The United States, the European Union, Japan and South Korea are all worried about import licensing requirements in Indonesia. Seems Jakarta has imposed new rules requiring licenses for food and beverages, traditional medicine and food supplements, cosmetics, ready-to-wear clothes, electronics, footwear, children’s toys, mobile phones and other information technology products – but hasn’t bothered to tell anybody about it. The Indonesian delegation to the WTO must have been embarrassed when forced to admit that their bosses in Jakarta hadn’t filled them in either. The Indonesia delegates admitted that the new rules had caused “delays” in processing imports, but – in a CYA moment – tried to justify the regs as complying with technical regulations and human health and food safety requirements. Without knowing what the new regs are.

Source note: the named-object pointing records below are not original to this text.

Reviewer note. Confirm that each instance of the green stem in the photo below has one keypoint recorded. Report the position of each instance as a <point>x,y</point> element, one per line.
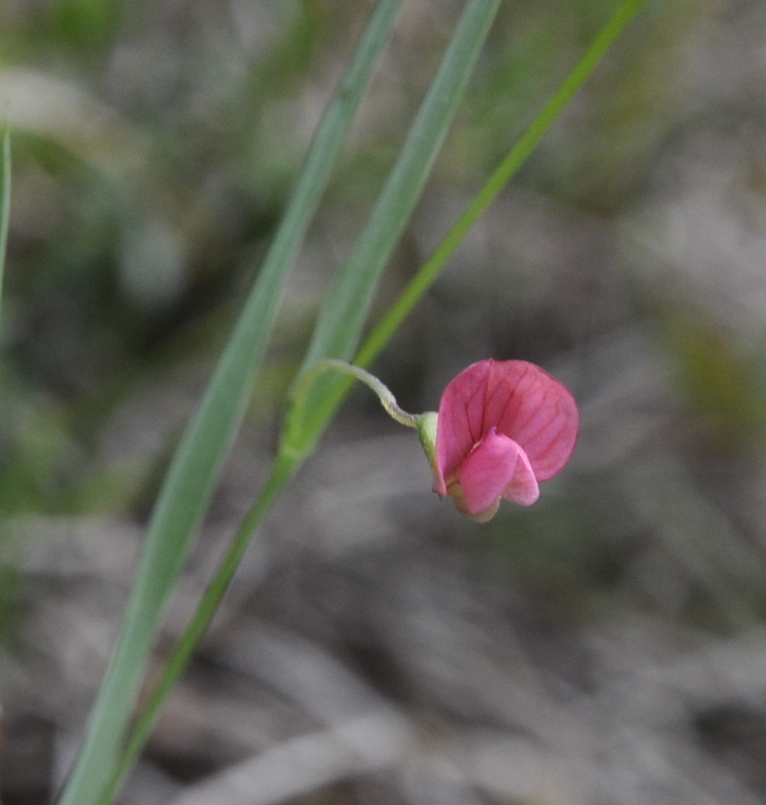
<point>5,196</point>
<point>282,471</point>
<point>387,399</point>
<point>505,171</point>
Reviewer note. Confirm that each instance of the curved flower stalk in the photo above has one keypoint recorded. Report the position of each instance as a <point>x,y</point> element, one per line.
<point>502,428</point>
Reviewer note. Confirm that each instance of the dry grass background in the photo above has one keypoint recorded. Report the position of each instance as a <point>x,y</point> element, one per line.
<point>607,646</point>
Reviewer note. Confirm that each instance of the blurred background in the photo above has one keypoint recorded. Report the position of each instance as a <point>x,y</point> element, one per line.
<point>604,647</point>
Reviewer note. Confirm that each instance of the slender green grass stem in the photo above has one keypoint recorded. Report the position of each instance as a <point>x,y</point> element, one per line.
<point>5,197</point>
<point>190,481</point>
<point>292,454</point>
<point>282,471</point>
<point>505,171</point>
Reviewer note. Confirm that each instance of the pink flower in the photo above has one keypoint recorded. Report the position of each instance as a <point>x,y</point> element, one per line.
<point>503,427</point>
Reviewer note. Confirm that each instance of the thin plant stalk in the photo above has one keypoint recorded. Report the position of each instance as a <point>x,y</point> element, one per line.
<point>5,197</point>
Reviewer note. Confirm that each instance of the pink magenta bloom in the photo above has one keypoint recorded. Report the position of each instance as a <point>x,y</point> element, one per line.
<point>503,427</point>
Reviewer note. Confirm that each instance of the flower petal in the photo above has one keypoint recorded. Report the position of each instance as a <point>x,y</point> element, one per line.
<point>488,472</point>
<point>521,400</point>
<point>534,409</point>
<point>461,421</point>
<point>523,488</point>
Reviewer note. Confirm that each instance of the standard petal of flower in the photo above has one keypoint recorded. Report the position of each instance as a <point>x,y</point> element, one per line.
<point>488,472</point>
<point>534,409</point>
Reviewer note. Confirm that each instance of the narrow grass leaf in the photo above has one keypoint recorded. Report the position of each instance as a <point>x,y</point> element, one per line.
<point>5,197</point>
<point>196,465</point>
<point>507,169</point>
<point>348,301</point>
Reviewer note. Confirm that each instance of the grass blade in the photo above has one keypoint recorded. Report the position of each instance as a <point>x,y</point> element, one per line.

Diplomacy has its humorous moments.
Switzerland raised a question about Brazil‘s RADAR import authorization requirements that are said to combat fraud by “ghost companies“. Brazil said we’ll get back to you, perhaps an admission that these rules had been off their radar. (Anybody out there know what these rules are or what a “ghost company” does?)That wasn’t all, but you get the drift. Australia had questions for the European Union about licensing for motor vehicles and animals (not together). The United States jumped on St. Lucia about poultry and pork licenses. Washington and Brussels asked questions about coke and coal licenses in the Ukraine. India got questions from Turkey about marble, and from the United States about boric acid. The Turks raised the same question about marble with Thailand, and the EU pressed the Thais on nitrocellulose.
This is the sort of stuff that rarely makes headlines, but can kill or slow trade.